What are the chances of getting secondary breast cancer?

What are the chances of getting secondary cancer after breast cancer?

One to three percent of survivors develop a second cancer different from the originally treated cancer. The level of risk is small, and greater numbers of survivors are living longer due to improvements in treatment.

Can you survive secondary breast cancer?

Secondary breast cancer can be controlled, often for many years, but it cannot be cured. Because of new and improved treatments, women with secondary breast cancer are living for longer. The aim of treatment is to control the cancer, improve the symptoms and help you to live well for longer.

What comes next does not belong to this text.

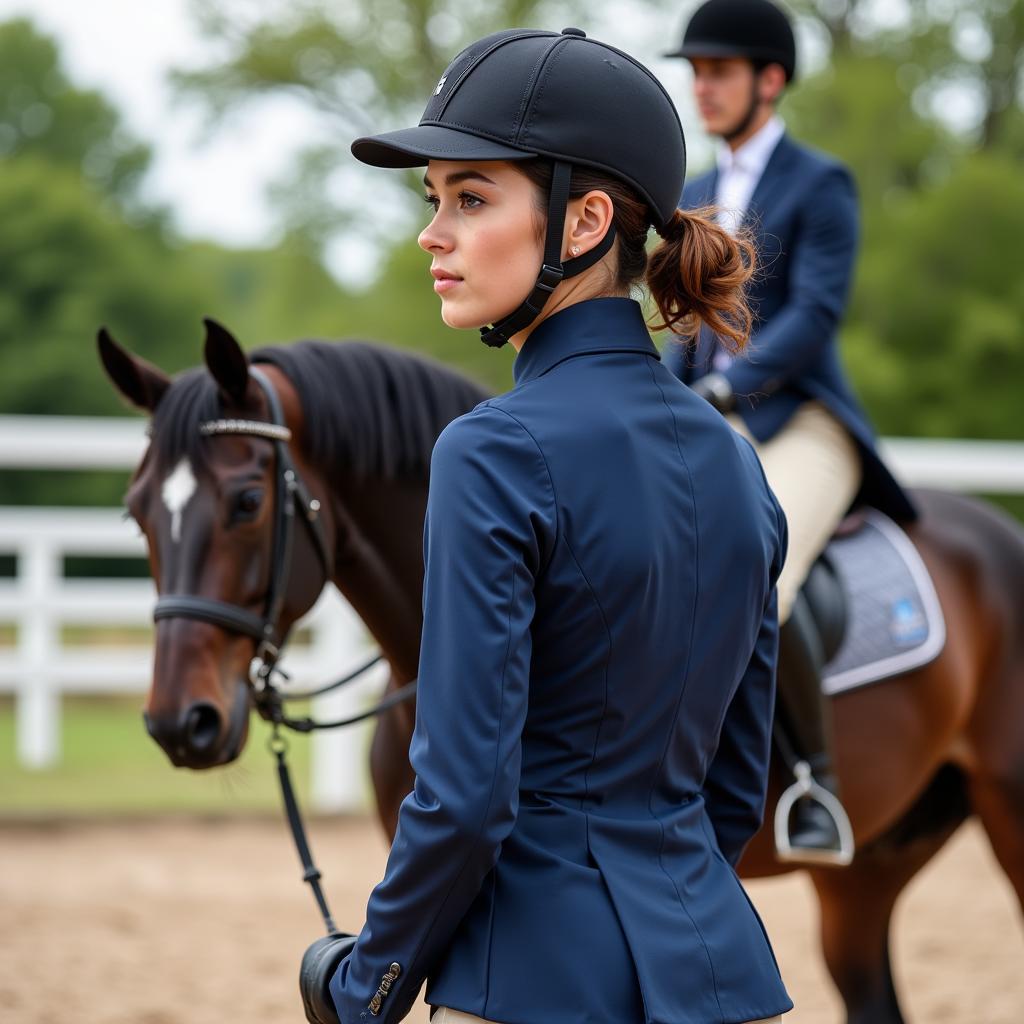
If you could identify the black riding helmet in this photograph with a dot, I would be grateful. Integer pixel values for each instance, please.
(524, 93)
(755, 29)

How common is a second breast cancer?

We calculated rates per 1,000 women years of recurrences and second breast primaries relative to demographics, risk factors, and characteristics of initial diagnosis: stage, treatment, mode of initial diagnosis. Nearly 4% had a second breast cancer event (314 recurrences and 344 second breast primaries).

THIS IS IMPORTANT:  Best answer: Is insulin associated with cancer?

What are the chances of breast cancer coming back in the other breast?

For women with a BRCA1 or BRCA2 gene mutation, the chance of a contralateral breast cancer, or cancer in the opposite breast to the original cancer, 10 years after diagnosis of the first cancer is about 10-30 percent compared to about 5-10 percent for women diagnosed with breast cancer who do not have a BRCA1 or BRCA2 …

What type of breast cancer is most likely to recur?

Among patients who were recurrence-free when they stopped endocrine therapy after five years, the highest risk of recurrence was for those with originally large tumors and cancer that had spread to four or more lymph nodes. These women had a 40 percent risk of a distant cancer recurrence over the next 15 years.

Can you live 20 years after breast cancer?

Since the hazard rate associated with inflammatory breast cancer shows a sharp peak within the first 2 years and a rapid reduction in risk in subsequent years, it is highly likely that the great majority of patients alive 20 years after diagnosis are cured.

Can I live 10 years with metastatic breast cancer?

While there is no cure for metastatic breast cancer, there are treatments that slow the cancer, extending the patient’s life while also improving the quality of life, Henry says. Many patients now live 10 years or more after a metastatic diagnosis.

Is breast cancer worse the second time?

Even if the original breast cancer doesn’t come back, your risk of developing a new, second breast cancer in the same or opposite breast is much higher than average. Sticking to an aggressive screening plan is the best way to make sure that any breast cancer is diagnosed early, when it’s most treatable.

THIS IS IMPORTANT:  How long does it take for melanoma to become invasive?

Can cancer go from one breast to the other?

Breast cancer can happen in both breasts simultaneously or at separate times, and it can also be a clone of the original cancer (metastatic) or it can be a separate primary tumour altogether.

What are the chances of getting cancer a second time?

If you are a cancer survivor, you probably watch for recurrence. A recurrence is the same type you had before, even if it develops in a different area of the body. Second cancers are not uncommon. About 1 in every 6 people diagnosed with cancer has had a different type of cancer in the past.

What are the chances of Stage 1 breast cancer returning?

According to the Susan G. Komen® organization, women with early breast cancer most often develop local recurrence within the first five years after treatment. On average, 7 percent to 11 percent of women with early breast cancer experience a local recurrence during this time.

How long does it take for breast cancer to return?

In most cases, it doesn’t come back, but it can’t be ruled out. If there’s a recurrence, breast cancer is most likely to come back within the first 2 years after you’ve finished treatment. So it’s especially important to pay attention to your health and well-being particularly during this time.